If you want to go for a new unit function, I would suggest looking at logarithmic functions or exponential decay.

You might have to program around any solution a little bit - using piecewise defined solutions, for example.

Take a look at ln(1+y)/y. At y=0, f->1. However it is not bounded below. This equation can be scaled, though it is more complicated then scaling an exponential function.

1/(exp^(y-5)+1) for example is nearly 1 at y=0. This equation is easily scalable, but again, the bounds may have to be 'forced'. Take a look at the 'Fermi Level' or 'Fermi energy' equation. You can divide y, or y-5 by some factor to scale it nicely. The -5 isn't even significant really, you can use that to scale that as well.

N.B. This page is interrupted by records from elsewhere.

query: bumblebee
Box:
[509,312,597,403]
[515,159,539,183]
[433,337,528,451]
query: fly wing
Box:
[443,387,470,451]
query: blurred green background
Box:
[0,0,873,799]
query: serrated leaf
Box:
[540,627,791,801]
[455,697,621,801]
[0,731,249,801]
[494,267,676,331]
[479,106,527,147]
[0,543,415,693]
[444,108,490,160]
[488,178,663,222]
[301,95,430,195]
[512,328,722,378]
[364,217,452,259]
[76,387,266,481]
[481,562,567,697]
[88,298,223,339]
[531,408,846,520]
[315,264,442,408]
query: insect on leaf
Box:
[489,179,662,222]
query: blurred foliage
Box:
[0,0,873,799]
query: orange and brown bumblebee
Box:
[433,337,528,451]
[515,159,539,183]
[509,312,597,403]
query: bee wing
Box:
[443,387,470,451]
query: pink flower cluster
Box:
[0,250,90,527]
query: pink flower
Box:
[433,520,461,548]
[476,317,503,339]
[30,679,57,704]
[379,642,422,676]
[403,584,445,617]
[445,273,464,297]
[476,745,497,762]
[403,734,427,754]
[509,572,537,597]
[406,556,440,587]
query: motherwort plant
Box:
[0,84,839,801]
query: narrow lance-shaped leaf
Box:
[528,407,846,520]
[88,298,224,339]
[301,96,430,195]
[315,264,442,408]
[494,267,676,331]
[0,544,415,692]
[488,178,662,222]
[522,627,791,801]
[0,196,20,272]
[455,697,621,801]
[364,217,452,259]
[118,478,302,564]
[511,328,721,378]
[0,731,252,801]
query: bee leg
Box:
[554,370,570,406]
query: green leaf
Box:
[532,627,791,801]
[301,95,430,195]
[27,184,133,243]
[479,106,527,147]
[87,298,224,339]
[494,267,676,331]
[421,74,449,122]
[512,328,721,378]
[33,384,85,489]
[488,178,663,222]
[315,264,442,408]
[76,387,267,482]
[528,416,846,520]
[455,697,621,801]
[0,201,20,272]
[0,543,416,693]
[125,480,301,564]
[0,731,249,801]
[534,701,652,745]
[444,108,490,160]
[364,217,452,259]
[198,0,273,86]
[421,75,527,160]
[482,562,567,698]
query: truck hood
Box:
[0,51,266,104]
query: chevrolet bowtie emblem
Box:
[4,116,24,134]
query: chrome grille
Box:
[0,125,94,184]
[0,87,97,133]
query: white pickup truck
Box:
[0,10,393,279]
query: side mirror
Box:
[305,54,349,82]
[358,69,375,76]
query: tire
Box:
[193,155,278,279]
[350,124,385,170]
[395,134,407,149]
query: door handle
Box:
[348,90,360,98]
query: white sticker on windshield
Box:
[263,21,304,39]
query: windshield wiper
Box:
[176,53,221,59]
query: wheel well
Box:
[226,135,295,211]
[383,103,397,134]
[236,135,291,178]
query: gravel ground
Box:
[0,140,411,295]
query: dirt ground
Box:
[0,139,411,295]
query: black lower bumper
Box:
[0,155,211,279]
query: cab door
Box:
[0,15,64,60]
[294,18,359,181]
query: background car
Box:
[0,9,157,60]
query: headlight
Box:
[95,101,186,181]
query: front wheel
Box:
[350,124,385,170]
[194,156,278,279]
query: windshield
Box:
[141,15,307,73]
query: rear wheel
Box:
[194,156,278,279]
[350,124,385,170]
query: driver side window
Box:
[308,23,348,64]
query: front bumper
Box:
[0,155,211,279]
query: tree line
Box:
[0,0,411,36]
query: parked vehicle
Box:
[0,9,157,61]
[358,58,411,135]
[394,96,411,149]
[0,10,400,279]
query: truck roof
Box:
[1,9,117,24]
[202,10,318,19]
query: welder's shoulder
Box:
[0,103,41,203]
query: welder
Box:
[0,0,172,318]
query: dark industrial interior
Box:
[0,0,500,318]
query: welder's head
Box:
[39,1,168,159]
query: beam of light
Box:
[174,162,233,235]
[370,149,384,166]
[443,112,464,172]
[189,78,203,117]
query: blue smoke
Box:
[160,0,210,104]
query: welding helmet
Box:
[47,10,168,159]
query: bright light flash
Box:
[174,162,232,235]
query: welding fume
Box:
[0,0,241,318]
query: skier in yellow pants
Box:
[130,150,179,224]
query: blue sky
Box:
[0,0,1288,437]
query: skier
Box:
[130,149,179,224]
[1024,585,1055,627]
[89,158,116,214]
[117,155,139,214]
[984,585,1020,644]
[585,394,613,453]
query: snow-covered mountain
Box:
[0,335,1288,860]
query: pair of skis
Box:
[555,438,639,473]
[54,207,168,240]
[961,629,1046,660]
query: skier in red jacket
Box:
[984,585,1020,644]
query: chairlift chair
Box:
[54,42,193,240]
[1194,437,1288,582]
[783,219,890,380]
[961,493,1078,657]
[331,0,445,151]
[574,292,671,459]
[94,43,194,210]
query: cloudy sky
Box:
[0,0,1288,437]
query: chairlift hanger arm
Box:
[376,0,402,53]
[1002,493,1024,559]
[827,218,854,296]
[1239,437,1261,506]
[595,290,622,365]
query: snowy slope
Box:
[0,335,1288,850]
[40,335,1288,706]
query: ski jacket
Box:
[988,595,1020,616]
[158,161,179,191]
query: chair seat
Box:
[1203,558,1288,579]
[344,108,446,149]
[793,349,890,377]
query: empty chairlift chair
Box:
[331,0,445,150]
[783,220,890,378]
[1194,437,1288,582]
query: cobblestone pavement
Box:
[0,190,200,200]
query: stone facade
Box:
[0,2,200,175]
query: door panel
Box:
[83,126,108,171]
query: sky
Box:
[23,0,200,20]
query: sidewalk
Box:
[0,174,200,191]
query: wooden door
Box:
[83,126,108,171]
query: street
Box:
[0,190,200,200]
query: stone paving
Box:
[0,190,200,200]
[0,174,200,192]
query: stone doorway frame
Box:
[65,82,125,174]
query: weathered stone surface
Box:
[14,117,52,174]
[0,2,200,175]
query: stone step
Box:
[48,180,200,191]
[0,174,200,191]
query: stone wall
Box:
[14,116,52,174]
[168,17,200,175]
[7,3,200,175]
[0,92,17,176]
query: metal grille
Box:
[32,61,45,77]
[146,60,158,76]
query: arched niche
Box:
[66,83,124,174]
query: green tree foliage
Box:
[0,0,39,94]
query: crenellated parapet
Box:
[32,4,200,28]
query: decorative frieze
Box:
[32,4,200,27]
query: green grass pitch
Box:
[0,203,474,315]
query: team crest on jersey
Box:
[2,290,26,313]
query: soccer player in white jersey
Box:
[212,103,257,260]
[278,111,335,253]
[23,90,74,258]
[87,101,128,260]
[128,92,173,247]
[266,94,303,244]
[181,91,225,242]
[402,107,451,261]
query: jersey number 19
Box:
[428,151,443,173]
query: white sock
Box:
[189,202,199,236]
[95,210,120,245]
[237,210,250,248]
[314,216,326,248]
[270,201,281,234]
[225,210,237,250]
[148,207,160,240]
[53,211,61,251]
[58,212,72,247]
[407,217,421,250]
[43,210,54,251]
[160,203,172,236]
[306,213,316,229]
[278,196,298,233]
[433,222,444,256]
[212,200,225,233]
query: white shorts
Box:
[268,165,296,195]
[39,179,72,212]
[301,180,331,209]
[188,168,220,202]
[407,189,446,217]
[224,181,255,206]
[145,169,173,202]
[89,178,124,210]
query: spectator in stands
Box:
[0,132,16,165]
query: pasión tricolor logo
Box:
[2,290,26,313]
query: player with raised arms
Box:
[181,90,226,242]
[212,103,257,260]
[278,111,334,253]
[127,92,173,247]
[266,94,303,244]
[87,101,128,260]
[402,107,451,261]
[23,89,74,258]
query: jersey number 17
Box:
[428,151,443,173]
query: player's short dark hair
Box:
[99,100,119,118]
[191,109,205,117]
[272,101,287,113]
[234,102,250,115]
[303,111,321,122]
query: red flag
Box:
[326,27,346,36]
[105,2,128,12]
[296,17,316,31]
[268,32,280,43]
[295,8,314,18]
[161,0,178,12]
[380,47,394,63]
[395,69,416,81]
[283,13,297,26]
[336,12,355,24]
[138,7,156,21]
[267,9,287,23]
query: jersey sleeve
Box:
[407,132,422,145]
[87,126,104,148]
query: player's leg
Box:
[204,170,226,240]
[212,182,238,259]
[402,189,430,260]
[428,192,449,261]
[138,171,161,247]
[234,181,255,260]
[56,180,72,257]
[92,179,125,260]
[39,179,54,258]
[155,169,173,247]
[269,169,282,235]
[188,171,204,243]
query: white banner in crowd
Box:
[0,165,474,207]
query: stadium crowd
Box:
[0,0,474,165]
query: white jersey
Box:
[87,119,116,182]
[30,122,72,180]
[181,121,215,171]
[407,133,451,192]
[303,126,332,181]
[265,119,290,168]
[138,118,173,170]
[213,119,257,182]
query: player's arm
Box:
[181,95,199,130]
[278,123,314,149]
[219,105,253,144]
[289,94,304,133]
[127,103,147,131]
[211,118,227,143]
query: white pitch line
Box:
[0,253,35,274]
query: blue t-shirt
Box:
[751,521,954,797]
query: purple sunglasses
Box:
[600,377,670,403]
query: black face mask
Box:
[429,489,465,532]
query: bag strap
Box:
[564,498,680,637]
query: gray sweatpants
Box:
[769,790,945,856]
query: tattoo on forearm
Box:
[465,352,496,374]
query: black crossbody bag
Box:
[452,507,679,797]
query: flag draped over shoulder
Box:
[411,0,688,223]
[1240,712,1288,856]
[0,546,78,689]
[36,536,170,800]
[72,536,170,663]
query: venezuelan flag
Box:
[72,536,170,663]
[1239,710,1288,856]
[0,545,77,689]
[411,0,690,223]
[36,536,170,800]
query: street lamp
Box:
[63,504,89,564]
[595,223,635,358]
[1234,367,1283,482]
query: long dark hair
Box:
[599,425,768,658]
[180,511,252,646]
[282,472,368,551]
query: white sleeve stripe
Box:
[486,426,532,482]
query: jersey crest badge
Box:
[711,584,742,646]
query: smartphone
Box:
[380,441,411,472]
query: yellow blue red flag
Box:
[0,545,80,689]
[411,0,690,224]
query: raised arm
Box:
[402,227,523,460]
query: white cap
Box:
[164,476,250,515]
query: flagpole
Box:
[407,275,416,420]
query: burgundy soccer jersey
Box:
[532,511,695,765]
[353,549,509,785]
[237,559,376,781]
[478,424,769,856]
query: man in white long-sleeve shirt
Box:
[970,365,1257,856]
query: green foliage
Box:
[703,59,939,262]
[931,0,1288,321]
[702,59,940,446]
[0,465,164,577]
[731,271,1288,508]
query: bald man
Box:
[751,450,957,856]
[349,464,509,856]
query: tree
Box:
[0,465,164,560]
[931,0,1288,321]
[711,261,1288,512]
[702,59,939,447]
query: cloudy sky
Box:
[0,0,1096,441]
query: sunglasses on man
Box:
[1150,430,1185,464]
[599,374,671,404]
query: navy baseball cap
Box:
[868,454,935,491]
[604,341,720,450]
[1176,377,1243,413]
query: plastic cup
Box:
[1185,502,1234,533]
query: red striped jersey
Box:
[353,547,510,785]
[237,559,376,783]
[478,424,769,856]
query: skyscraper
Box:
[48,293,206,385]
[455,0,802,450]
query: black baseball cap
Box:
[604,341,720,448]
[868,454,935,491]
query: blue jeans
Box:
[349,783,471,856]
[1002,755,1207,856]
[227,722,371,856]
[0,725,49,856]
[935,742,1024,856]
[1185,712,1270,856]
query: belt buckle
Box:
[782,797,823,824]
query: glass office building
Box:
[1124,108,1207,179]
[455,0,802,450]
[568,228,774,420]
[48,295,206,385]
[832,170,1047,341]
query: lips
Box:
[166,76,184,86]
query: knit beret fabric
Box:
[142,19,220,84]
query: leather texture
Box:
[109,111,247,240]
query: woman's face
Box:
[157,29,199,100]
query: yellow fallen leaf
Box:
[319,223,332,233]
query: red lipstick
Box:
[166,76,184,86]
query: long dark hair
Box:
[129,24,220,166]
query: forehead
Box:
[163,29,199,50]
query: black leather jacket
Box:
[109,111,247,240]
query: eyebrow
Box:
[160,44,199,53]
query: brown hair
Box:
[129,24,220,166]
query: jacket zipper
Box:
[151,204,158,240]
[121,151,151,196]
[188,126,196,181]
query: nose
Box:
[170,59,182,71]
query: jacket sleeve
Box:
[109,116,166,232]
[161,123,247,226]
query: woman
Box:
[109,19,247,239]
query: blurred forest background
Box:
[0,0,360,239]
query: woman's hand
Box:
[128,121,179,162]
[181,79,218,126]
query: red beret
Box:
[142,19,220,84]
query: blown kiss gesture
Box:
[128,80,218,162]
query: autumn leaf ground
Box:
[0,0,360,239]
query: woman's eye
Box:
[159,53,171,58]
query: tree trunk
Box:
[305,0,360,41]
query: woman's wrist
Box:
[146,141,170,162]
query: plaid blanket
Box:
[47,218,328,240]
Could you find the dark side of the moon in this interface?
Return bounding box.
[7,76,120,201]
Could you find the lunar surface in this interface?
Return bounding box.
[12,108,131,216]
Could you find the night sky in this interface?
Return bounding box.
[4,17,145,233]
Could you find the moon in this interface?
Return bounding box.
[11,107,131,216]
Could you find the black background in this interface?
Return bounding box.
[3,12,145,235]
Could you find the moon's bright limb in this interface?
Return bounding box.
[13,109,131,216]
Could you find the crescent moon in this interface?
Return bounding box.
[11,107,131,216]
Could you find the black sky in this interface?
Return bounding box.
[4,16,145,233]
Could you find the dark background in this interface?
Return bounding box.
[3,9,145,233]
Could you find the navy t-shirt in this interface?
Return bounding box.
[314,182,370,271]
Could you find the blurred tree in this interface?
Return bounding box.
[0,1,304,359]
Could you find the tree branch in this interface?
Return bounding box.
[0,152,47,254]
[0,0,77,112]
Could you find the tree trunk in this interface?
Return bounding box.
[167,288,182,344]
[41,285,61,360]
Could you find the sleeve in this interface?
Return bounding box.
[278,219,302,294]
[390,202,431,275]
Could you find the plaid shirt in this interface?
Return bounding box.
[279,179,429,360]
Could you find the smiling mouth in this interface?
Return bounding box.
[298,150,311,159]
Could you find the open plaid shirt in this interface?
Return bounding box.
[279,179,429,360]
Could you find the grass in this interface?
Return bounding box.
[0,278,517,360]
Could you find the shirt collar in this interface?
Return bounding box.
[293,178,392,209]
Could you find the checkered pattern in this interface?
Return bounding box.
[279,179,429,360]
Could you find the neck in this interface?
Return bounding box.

As for your original unit cost equation, implicitly solving 2x=y+y^(3/4) for y should give you some reasonable values. I'm not sure what you are using, but I would think that software packages for implicit numerical solutions (these will be very close approximations, but may not be efficient in terms of computation) should exist. I know they are available for fortran, but I have a feeling you aren't using that...

I can't think of any way off the top of my head to construct a nice function for clean, analytic solutions while simultaneously satisfying the boundary conditions. The ln(1+y)/y is the nicest I can come up with, since in the calculation of x, it goes as ln(1+y) directly, although it must of course be scaled, since it will drastically reduce unit cost for early values of y.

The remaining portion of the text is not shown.